Mass Audiences Aren’t Dead: 5 Takeaways From Index Exchange At Marketecture Live
At Marketecture Live III, TVREV’s Alan Wolk sat down with Index Exchange VP of Product James Wilhite to tackle one of the defining questions of modern media: How do you reach a mass audience when mass media no longer exists?
The answer, unsurprisingly, is not that the audience disappeared – it’s that our definition of “mass” needs a serious update.
Here are five key takeaways from the conversation:
1. Mass Audiences Didn’t Disappear – They Fragmented
For decades, “mass media” meant singular cultural moments: M*A*S*H finales, Friends finales, Cronkite broadcasts – tens of millions of viewers, all at once.
That world is gone.
But the audience? Still very much here.
Today’s hits—like Stranger Things—can reach a similar scale. It’s just spread across days instead of minutes. Meanwhile, the total addressable audience is actually larger than ever, thanks to population growth and global distribution.
The shift isn’t from mass to niche. It’s from simultaneous to distributed.
2. Fragmentation Is a Planning Problem, Not a Reach Problem
The biggest challenge isn’t that audiences are smaller – it’s that they’re harder to see.
Buyers now have to stitch together signals across:
Devices
Platforms
Time windows
Content environments
CTV, in particular, complicates things with limited transparency – often reducing measurement to impressions, quartiles and general location data.
Same audience. More guesswork.
And that guesswork is what’s slowing adoption – not lack of scale.
3. Transparency Is the Missing Layer in CTV
One of the most striking points from Wilhite: Buyers often don’t actually know what they’re buying in CTV.
Without show-level data, campaigns default to:
Broad publishers
Premium networks
Familiar names
That’s the equivalent of buying “sports” without knowing if it’s the Super Bowl… or pickleball.
The result?
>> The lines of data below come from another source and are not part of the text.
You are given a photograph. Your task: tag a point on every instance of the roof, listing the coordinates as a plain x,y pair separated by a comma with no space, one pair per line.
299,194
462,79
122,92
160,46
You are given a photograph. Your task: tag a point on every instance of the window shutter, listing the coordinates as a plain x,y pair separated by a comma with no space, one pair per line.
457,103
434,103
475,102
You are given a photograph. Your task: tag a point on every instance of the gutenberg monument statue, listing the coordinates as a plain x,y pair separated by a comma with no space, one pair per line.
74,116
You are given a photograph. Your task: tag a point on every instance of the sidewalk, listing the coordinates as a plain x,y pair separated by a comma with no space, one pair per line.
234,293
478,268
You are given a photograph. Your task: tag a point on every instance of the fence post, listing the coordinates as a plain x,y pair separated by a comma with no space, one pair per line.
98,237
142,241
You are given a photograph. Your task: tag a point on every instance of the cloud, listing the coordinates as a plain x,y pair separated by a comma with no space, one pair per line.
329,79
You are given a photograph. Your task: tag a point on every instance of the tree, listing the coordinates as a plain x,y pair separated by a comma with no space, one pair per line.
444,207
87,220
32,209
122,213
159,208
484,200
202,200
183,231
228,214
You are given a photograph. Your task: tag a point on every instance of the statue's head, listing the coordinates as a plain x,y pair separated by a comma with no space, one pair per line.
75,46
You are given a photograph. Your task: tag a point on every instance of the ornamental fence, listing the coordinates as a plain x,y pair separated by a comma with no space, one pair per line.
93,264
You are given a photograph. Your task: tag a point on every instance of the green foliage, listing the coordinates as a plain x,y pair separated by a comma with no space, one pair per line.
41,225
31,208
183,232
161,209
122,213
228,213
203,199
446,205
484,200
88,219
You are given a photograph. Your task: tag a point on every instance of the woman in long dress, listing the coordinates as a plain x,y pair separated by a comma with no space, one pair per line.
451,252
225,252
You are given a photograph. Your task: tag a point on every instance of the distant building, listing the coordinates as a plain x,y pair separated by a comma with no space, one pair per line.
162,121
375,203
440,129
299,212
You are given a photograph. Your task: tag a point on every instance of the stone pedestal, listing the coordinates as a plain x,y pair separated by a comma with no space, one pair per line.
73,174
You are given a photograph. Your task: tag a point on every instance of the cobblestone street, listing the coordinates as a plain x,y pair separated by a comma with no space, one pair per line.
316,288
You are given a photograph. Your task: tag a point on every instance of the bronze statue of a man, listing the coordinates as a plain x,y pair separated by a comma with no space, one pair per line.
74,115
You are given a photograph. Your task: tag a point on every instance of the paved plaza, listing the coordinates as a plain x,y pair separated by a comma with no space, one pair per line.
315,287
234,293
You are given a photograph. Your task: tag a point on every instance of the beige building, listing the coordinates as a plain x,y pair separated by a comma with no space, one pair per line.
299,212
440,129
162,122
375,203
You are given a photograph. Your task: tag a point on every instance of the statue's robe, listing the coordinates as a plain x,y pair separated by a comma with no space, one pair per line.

Inefficiency, over-reliance on scale proxies, and underutilized inventory.
4. Contextual Targeting Is Making a Comeback (For Good Reason)
Contextual isn’t new – but it is newly relevant.
As privacy regulations tighten and identity signals weaken, contextual targeting is re-emerging as a powerful alternative:
Targeting based on what content is, not who the user is
Using metadata like scene, tone, actors, recency, and genre
Avoiding privacy pitfalls while improving relevance
Advances in:
AI-driven scene analysis
Standardized signaling (via IAB Tech Lab)
Rich metadata (via partners like Gracenote)
…are finally making contextual viable at scale.
In other words: The industry is rediscovering that where matters as much as who.
5. The Future Is Curation + Context, Not Just Identity
While addressability still dominates, the next phase of CTV buying will likely be hybrid:
Identity (when available) for precision
Contextual + curation for scale, safety and efficiency
Wilhite points to SSP-level curation as a key unlock:
Layering data and transparency across inventory
Packaging impressions with clear context
Giving buyers confidence in what they’re buying and why
And with privacy regulations tightening globally, contextual is poised to gain momentum over the next 12–18 months.
The Bottom Line: Rethink “Mass”
The biggest takeaway from the session? “ Mass audiences are still here. They're more fragmented. They're not as easy to find.”
The old model:
One show
One time
One massive audience
The new model:
Many touchpoints
Many moments
Same (or bigger) audience
For buyers, that means shifting from: Where can I reach everyone at once?” to “Where can I reach the right people, at the right moment, across time?”
Because in 2026, mass isn’t about when anymore. It’s about everywhere.